CEPH Health Warn

Mino

Member
Dec 31, 2016
13
1
6
36
Hello,

Yesterday, CEPH crashed on one server and now I have a health warning on the dashboard.
Please see logs attached.

Code:
root@proxmox01 [~] # pveversion
pve-manager/6.1-5/9bf06119 (running kernel: 5.3.13-1-pve)

What can I do about this problem, and how to clear the warning ?

ceph-warning.png
 

Attachments

  • ceph-mon_logs.txt
    21.6 KB · Views: 3
Last edited:
Thanks for the reply, i was able to clear the warning.
By the way I discovered there was another crash for the same reason some days earlier :

Code:
{
    "os_version_id": "10",
    "assert_condition": "z >= signedspan::zero()",
    "utsname_release": "5.0.21-2-pve",
    "os_name": "Debian GNU/Linux 10 (buster)",
    "entity_name": "mon.proxmox03",
    "assert_file": "/mnt/pve/ceph-dev/ceph/ceph-14.2.4/src/common/ceph_time.h",
    "timestamp": "2019-11-23 08:25:41.759708Z",
    "process_name": "ceph-mon",
    "utsname_machine": "x86_64",
    "assert_line": 485,
    "utsname_sysname": "Linux",
    "os_version": "10 (buster)",
    "os_id": "10",
    "assert_thread_name": "ms_dispatch",
    "utsname_version": "#1 SMP PVE 5.0.21-6 (Fri, 27 Sep 2019 17:17:02 +0200)",
    "backtrace": [
        "(()+0x12730) [0x7f9a7a3a8730]",
        "(gsignal()+0x10b) [0x7f9a79e8b7bb]",
        "(abort()+0x121) [0x7f9a79e76535]",
        "(ceph::__ceph_assert_fail(char const*, char const*, int, char const*)+0x1a3) [0x7f9a7b4e765f]",
        "(()+0x2807e6) [0x7f9a7b4e77e6]",
        "(Paxos::do_refresh()+0x1a4) [0x55ad55800c14]",
        "(Paxos::handle_commit(boost::intrusive_ptr<MonOpRequest>)+0x2f2) [0x55ad558061c2]",
        "(Paxos::dispatch(boost::intrusive_ptr<MonOpRequest>)+0x223) [0x55ad5580b973]",
        "(Monitor::dispatch_op(boost::intrusive_ptr<MonOpRequest>)+0x131c) [0x55ad5571a1dc]",
        "(Monitor::_ms_dispatch(Message*)+0x4aa) [0x55ad5571a7ca]",
        "(Monitor::ms_dispatch(Message*)+0x26) [0x55ad55749f76]",
        "(Dispatcher::ms_dispatch2(boost::intrusive_ptr<Message> const&)+0x26) [0x55ad557464a6]",
        "(DispatchQueue::entry()+0x1a49) [0x7f9a7b71daa9]",
        "(DispatchQueue::DispatchThread::entry()+0xd) [0x7f9a7b7cb4dd]",
        "(()+0x7fa3) [0x7f9a7a39dfa3]",
        "(clone()+0x3f) [0x7f9a79f4d4cf]"
    ],
    "utsname_hostname": "proxmox03",
    "assert_msg": "/mnt/pve/ceph-dev/ceph/ceph-14.2.4/src/common/ceph_time.h: In function 'ceph::time_detail::timespan ceph::to_timespan(ceph::time_detail::signedspan)' thread 7f9a7146c700 time 2019-11-23 09:25:41.753470\n/mnt/pve/ceph-dev/ceph/ceph-14.2.4/src/common/ceph_time.h: 485: FAILED ceph_assert(z >= signedspan::zero())\n",
    "crash_id": "2019-11-23_08:25:41.759708Z_c2da2bf7-0136-4a75-b9a2-2e11d01c27e4",
    "assert_func": "ceph::time_detail::timespan ceph::to_timespan(ceph::time_detail::signedspan)",
    "ceph_version": "14.2.4"
}

Is it a known bug ?
 
Is it a known bug ?

No.
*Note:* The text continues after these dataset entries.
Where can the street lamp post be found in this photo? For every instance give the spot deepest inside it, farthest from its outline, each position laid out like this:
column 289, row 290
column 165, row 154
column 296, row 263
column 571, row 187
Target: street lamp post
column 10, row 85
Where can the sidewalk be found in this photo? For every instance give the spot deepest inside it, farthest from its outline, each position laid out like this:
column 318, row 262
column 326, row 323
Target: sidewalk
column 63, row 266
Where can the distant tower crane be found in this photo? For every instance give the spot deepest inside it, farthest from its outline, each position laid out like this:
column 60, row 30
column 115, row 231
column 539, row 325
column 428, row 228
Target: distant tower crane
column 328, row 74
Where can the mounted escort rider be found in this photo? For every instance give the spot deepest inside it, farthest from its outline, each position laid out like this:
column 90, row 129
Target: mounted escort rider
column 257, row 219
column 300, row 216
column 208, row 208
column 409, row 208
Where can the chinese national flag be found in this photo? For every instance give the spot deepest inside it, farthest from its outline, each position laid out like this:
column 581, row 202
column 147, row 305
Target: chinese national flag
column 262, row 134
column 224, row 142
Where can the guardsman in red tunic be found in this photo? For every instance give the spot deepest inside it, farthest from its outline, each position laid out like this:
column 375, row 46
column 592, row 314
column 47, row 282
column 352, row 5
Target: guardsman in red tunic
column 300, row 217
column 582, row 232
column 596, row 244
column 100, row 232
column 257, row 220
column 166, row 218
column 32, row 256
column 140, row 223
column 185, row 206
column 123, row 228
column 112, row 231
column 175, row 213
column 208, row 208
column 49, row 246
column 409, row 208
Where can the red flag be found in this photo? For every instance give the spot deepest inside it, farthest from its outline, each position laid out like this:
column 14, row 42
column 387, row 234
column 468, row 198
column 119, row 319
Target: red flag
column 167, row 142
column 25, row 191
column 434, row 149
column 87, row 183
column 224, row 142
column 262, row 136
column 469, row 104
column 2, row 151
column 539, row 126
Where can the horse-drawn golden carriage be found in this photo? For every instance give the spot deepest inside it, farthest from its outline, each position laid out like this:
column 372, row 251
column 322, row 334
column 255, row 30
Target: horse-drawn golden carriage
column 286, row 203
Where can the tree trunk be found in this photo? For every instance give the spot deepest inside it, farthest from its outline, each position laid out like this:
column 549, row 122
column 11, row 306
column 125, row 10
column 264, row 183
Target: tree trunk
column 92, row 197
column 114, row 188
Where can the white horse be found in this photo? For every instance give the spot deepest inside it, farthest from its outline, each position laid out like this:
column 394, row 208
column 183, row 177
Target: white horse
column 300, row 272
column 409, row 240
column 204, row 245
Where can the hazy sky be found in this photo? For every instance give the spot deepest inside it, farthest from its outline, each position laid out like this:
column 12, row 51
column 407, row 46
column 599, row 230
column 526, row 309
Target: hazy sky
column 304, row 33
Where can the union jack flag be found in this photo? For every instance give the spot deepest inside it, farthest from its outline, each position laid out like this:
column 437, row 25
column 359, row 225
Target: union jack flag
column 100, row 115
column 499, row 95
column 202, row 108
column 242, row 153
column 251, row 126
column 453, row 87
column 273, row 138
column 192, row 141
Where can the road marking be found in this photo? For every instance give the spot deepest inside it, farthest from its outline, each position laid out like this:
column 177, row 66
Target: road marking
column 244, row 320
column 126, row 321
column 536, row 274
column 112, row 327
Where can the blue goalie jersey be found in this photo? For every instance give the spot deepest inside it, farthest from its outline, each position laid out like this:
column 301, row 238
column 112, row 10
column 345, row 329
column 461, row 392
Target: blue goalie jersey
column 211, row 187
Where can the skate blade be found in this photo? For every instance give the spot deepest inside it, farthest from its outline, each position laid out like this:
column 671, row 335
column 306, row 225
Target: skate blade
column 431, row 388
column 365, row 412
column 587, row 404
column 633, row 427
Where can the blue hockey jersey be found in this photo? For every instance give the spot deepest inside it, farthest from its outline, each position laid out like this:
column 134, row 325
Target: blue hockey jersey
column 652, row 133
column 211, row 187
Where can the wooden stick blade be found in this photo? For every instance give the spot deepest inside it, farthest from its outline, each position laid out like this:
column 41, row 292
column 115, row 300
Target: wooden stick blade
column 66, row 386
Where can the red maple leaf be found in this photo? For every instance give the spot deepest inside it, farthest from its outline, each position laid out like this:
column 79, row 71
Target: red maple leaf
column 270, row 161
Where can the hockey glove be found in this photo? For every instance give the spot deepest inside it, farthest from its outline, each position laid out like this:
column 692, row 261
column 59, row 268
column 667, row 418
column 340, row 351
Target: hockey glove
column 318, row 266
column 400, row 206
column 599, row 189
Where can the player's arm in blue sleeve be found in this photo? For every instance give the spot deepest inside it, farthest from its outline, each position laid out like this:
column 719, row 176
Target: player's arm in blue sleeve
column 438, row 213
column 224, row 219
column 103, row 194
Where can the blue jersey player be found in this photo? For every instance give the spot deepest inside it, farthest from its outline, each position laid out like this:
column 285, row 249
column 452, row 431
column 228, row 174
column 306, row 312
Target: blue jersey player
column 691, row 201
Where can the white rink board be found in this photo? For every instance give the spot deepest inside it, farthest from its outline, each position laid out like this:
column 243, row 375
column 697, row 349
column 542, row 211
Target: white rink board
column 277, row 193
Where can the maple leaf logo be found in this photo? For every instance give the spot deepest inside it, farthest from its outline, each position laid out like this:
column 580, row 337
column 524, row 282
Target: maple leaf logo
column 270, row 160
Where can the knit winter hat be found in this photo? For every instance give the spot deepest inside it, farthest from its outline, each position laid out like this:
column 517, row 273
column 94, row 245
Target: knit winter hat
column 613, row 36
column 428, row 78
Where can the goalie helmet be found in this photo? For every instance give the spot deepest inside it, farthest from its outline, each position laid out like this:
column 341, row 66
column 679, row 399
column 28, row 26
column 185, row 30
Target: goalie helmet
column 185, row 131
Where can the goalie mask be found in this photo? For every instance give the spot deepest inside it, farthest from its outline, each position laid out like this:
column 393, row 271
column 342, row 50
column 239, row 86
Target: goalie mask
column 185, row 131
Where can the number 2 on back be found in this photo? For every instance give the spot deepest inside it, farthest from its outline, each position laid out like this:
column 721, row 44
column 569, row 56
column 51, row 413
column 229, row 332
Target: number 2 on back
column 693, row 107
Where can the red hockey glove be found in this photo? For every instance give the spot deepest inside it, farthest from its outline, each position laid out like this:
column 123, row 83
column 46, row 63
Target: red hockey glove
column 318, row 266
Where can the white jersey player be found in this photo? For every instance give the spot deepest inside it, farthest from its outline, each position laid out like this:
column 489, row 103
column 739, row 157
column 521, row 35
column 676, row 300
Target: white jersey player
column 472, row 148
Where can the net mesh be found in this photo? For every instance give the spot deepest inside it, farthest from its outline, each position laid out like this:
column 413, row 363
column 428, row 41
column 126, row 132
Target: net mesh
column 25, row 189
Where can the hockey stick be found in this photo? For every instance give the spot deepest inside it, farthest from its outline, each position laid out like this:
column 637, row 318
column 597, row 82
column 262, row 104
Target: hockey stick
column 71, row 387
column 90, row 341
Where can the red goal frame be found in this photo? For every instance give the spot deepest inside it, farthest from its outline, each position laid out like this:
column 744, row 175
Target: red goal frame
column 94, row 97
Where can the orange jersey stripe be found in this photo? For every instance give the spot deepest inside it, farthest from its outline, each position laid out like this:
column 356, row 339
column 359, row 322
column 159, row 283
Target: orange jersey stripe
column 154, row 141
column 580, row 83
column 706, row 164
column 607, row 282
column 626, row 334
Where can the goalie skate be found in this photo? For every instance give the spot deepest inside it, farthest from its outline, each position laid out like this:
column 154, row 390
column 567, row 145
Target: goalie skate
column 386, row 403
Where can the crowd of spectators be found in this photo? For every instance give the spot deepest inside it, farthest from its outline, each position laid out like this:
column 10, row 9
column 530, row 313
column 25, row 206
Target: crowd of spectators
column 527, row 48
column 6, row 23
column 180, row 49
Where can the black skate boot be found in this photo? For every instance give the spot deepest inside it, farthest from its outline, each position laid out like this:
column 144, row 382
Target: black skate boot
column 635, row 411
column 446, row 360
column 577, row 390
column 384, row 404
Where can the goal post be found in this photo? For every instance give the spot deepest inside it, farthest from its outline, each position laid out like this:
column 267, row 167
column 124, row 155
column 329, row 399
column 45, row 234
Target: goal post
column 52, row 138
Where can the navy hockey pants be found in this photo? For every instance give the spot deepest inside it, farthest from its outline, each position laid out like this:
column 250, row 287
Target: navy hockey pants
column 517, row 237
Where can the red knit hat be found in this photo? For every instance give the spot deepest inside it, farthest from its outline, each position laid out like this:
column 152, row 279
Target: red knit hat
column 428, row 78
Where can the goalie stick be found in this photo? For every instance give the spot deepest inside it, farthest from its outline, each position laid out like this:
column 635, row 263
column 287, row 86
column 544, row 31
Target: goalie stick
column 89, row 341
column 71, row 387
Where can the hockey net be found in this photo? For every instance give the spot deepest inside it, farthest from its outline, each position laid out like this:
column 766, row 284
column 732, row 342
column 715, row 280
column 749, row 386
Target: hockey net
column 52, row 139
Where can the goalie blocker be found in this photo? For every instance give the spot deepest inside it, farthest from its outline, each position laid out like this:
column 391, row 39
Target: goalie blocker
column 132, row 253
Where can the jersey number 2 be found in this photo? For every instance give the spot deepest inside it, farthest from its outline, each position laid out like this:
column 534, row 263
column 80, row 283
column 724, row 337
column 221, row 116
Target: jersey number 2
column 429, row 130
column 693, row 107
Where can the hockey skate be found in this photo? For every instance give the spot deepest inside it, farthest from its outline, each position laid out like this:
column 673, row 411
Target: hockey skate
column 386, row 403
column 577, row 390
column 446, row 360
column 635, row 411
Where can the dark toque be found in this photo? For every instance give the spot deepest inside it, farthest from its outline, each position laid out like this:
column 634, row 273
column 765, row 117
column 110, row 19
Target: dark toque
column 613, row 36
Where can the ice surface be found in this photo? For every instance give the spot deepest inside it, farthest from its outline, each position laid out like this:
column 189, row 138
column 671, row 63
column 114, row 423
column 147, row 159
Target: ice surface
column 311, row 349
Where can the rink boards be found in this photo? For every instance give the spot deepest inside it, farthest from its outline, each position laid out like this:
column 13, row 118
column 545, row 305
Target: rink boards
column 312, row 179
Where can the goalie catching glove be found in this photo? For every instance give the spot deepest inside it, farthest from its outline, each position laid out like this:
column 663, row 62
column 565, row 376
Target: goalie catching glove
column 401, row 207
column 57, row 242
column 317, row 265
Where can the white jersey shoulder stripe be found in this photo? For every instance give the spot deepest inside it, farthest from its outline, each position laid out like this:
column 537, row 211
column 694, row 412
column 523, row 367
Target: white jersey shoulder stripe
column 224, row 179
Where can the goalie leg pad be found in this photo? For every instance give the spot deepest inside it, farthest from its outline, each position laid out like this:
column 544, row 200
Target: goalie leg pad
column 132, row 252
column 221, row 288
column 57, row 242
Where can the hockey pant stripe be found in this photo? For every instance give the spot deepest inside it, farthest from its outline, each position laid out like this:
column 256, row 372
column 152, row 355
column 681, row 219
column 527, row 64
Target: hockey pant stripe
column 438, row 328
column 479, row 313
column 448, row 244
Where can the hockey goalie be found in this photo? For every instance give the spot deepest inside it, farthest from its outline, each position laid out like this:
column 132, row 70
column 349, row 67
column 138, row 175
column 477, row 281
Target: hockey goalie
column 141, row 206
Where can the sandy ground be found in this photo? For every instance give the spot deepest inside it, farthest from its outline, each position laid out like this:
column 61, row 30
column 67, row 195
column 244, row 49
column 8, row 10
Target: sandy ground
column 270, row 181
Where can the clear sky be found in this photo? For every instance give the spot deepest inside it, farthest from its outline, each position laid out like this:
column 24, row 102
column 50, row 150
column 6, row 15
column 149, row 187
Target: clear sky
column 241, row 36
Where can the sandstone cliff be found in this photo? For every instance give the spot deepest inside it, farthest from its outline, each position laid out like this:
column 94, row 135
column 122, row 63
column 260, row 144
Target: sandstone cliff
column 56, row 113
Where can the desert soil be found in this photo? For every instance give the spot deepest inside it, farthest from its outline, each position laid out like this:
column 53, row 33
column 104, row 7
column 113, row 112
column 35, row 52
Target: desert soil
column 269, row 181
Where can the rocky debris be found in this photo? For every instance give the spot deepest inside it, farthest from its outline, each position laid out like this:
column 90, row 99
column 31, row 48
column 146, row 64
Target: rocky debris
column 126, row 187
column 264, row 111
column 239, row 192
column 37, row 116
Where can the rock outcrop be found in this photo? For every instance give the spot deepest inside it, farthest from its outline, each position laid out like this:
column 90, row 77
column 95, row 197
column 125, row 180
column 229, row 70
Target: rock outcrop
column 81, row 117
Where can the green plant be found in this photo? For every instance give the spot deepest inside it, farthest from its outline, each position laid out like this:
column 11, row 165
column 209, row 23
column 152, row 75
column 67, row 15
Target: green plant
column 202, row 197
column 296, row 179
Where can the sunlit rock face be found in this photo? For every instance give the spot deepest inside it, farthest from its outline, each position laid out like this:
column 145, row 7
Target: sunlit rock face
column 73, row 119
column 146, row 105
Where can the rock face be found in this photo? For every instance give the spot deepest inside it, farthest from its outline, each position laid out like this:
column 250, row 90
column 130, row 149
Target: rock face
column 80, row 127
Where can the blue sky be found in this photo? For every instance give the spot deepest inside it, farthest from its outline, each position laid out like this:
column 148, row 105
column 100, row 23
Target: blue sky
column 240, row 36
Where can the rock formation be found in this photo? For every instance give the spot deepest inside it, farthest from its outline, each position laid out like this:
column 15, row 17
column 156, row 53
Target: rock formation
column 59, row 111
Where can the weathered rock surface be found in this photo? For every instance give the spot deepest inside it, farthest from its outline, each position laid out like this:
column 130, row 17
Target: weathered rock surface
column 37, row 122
This is highly weird!
You run into a assertion for a timespan helper method. This helper method is only used a few times by the ceph monitors when doing paxos (quorum) stuff. The usage always looks like:
Code:
auto start = ceph::coarse_mono_clock::now();  // get start time
get_store()->apply_transaction(t); // do some work, e.g., apply transaction
auto end = ceph::coarse_mono_clock::now();  // get end time

logger->tinc("foo", to_timespan(end-start));  // log with duration

Now, the start and end times are being fed from a monotonic clock, the main feature (or guarantee) of a monotonic clock is that it never jumps back (which others can do, to correct time drift or summer/winter time (daylight savings time) changes).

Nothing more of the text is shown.